16 Die Revisionswerberin hat in der Berufung den Antrag gestellt "auf jeden Fall die Hauptwohnsitzbefreiung gemäß § 24 Abs. 6 EStG und den Freibetrag gemäß § 24 Abs. 4 EStG zu berücksichtigen sowie gegebenenfalls den Hälftesteuersatz gemäß § 37 Abs. 1 EStG anzuwenden". Dieser Antrag ist widersprüchlich, weil der Freibetrag gemäß § 24 Abs. 4 EStG 1988 nicht geltend gemacht werden kann, wenn die Veräußerung bzw. Aufgabe eines Betriebes unter § 37 Abs. 5 fällt. Dass die Formulierung "gegebenenfalls den Hälftesteuersatz gemäß § 37 Abs. 1 EStG 1988 anzuwenden" nur als Eventualantrag verstanden werden kann, trifft indessen nicht zu. Naheliegender wäre ein Verständnis dahingehend, dass der Hälftesteuersatz für den Fall beantragt wird, dass die Voraussetzungen für die Ermäßigung des Steuersatzes nach § 37 Abs. 5 EStG 1988 gegeben sind (Veräußerung des Betriebes, Vollendung des 60. Lebensjahres, Einstellung der Erwerbstätigkeit, Verstreichen von sieben Jahren seit dem letzten entgeltlichen Erwerbsvorgang).

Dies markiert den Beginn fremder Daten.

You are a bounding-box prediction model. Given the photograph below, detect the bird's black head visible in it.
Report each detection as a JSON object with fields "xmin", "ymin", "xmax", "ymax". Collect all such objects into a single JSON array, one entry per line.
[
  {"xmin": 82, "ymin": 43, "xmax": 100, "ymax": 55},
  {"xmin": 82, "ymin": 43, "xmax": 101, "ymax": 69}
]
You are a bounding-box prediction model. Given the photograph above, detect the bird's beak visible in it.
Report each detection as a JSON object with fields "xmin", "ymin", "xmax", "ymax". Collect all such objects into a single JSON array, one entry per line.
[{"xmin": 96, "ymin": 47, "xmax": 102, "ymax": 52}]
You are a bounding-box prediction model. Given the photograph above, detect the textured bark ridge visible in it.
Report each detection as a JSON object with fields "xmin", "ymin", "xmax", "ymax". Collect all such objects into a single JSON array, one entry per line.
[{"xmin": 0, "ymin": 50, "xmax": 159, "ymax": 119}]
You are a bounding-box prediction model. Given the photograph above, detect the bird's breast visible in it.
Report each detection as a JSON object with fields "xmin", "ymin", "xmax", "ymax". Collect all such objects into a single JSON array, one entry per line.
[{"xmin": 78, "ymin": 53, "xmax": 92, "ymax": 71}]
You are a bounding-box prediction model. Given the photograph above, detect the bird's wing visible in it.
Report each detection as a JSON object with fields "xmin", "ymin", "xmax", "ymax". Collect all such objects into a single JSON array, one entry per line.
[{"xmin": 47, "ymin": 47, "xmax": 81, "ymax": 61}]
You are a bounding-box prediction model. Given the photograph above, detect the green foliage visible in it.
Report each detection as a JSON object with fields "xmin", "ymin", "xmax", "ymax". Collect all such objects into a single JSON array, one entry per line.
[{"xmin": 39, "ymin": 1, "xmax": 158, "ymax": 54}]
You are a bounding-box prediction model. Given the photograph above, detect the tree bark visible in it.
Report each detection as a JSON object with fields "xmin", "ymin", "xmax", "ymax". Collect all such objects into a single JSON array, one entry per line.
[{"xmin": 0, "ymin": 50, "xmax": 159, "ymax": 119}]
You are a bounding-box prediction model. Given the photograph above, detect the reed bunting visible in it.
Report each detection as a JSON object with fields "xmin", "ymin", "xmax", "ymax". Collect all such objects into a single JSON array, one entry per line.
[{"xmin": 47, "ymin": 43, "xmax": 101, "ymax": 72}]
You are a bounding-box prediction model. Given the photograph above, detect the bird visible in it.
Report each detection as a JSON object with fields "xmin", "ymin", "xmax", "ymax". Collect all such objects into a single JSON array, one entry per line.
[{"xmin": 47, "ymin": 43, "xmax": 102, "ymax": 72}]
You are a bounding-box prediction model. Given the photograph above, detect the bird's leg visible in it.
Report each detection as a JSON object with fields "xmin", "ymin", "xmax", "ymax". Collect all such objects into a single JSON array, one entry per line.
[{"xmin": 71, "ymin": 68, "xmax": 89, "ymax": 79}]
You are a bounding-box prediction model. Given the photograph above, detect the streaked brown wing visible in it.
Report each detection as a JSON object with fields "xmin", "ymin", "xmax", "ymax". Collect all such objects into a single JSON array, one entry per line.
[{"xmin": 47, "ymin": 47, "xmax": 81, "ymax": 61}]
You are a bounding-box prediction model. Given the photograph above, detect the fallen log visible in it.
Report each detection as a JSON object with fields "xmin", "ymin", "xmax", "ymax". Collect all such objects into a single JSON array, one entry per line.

In dieser Weise wurde der Antrag der Revisionswerberin auch vom Prüfer (in dessen Stellungnahme zur Berufung) sowie vom Finanzamt (im Vorlagebericht) verstanden. In diesem Fall steht freilich der Antrag auf Hälftesteuersatz der Zuerkennung des Freibetrags nach § 24 Abs. 4 EStG 1988 entgegen.
17 Bei undeutlichem Inhalt eines Anbringens ist - im Hinblick auf § 115 BAO iVm § 269 Abs. 1 BAO - die Absicht der Partei zu erforschen (vgl. Ritz, BAO6, § 269 Tz 2).
18 Indem das Bundesfinanzgericht das angefochtene Erkenntnis erlassen hat, ohne die Absicht der Revisionswerberin zu erforschen, hat es das Erkenntnis mit Rechtswidrigkeit infolge Verletzung von Verfahrensvorschriften belastet.
19 Der angefochtene Bescheid war sohin gemäß § 42 Abs. 2 Z 3 VwGG aufzuheben.
20 Der Ausspruch über den Aufwandersatz stützt sich auf die §§ 47 ff VwGG in Verbindung mit der VwGH-Aufwandersatzverordnung 2014.